Physicians and practitioners who don't want to enroll in the Medicare program (or who want to get out) may “opt-out” of Medicare. This means that neither they nor the patient (Medicare calls them the "beneficiary") submits the bill to Medicare for services rendered.
Providers opt out of Medicare for a variety of reasons. Most opt out because they do not want to be subject to Medicare limits on what they can charge for their services. Others opt out because they don't want the administrative headache of keeping track of covered and non-covered services. Practically speaking, an opted-out single-provider practice is treated like a cash-based practice that operates outside of the insurance networks.
If you choose to opt-out, you must submit an affidavit to Medicare expressing your decision to opt-out of the program.
Opt out periods last for two years and generally cannot be terminated early. The exception is if you have opted out for the very first time and you change your mind within the first 90 days.
Older resources will advise that you have to renew the opt-out process every two years. Opt-out affidavits signed on or after June 16, 2015 will automatically renew every two years. Therefore, physicians and practitioners that sign valid opt-out affidavits on or after June 16, 2015 will no longer be required to file renewal affidavits. Now, like the Ron Popeil infomercials, you can "set it and forget it."
However, if circumstances change, you may cancel by notifying all Medicare contractors with which you filed an affidavit in writing at least 30 days prior to the start of the next two-year opt-out period.
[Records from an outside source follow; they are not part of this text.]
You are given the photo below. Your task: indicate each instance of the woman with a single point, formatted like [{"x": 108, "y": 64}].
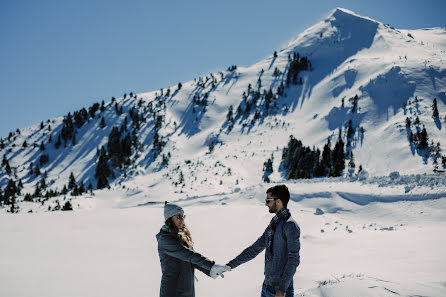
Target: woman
[{"x": 178, "y": 258}]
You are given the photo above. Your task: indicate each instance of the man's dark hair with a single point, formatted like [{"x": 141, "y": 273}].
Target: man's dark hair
[{"x": 280, "y": 192}]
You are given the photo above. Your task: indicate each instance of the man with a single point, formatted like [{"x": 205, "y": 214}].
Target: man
[{"x": 281, "y": 241}]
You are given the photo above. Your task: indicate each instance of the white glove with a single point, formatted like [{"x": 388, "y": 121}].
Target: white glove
[{"x": 217, "y": 270}]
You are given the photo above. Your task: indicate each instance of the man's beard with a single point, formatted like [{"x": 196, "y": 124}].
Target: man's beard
[{"x": 273, "y": 209}]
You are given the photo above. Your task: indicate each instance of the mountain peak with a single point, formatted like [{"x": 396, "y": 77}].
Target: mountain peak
[{"x": 342, "y": 15}]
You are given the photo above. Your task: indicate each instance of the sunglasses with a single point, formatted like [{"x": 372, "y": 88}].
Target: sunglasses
[{"x": 181, "y": 217}]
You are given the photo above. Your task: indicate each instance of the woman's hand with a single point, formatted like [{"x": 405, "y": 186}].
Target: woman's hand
[{"x": 217, "y": 270}]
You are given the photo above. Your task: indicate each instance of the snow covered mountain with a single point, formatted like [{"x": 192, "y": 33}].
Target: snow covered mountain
[{"x": 348, "y": 76}]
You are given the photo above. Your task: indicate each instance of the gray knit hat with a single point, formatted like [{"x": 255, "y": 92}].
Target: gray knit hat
[{"x": 171, "y": 209}]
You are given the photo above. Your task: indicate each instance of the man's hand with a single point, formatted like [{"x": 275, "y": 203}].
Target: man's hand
[{"x": 217, "y": 270}]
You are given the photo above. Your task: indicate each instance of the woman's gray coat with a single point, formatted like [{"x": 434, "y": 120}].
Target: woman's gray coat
[{"x": 177, "y": 265}]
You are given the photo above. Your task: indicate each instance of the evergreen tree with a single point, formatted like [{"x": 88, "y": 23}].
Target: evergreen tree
[
  {"x": 230, "y": 115},
  {"x": 102, "y": 170},
  {"x": 8, "y": 169},
  {"x": 435, "y": 109},
  {"x": 71, "y": 182},
  {"x": 268, "y": 169},
  {"x": 351, "y": 163},
  {"x": 64, "y": 190},
  {"x": 102, "y": 123},
  {"x": 338, "y": 157},
  {"x": 67, "y": 128},
  {"x": 423, "y": 139},
  {"x": 326, "y": 157},
  {"x": 350, "y": 130},
  {"x": 37, "y": 170},
  {"x": 10, "y": 192},
  {"x": 57, "y": 143},
  {"x": 67, "y": 206}
]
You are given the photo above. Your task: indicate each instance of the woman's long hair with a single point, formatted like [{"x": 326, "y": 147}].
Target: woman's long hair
[{"x": 183, "y": 234}]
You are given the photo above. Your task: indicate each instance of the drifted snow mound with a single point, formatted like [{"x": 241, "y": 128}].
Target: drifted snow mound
[{"x": 364, "y": 286}]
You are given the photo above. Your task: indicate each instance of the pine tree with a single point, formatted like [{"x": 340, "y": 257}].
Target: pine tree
[
  {"x": 338, "y": 157},
  {"x": 350, "y": 130},
  {"x": 351, "y": 163},
  {"x": 102, "y": 123},
  {"x": 326, "y": 157},
  {"x": 58, "y": 142},
  {"x": 67, "y": 206},
  {"x": 408, "y": 123},
  {"x": 71, "y": 182},
  {"x": 423, "y": 139},
  {"x": 230, "y": 115},
  {"x": 435, "y": 109},
  {"x": 10, "y": 192},
  {"x": 102, "y": 170}
]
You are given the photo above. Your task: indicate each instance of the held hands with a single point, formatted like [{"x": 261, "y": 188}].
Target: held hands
[{"x": 217, "y": 270}]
Providers that opt out should enter into a private contract for, and prior to, rendering any covered services to a Medicare Part B Beneficiary. A private contract is signed between the practitioner and the beneficiary that states, that neither one can receive payment from Medicare for the services that were performed. Instead, the beneficiary pays the practitioner out-of-pocket (aka, cash pay) and neither party is reimbursed by Medicare.
This ensures the functional medicine doctor is not subject to Medicare reimbursement rates (which are typically lower than "market" rates). It also avoids the logistical hassle of keeping up with the shifting definition of covered services under Medicare--and eliminates the risk of making mistakes on reimbursement claims.
*NOTE: As of this writing, you must renew this contract every two years with the patient. This is a separate requirement from submitting the affidavit to Medicare. Don't follow the informercial directive for this separate document.
Every practice is different. Consider your own circumstances. If you are a cash-based practice that does not accept insurance, it might be wise to examine your status with Medicare as well.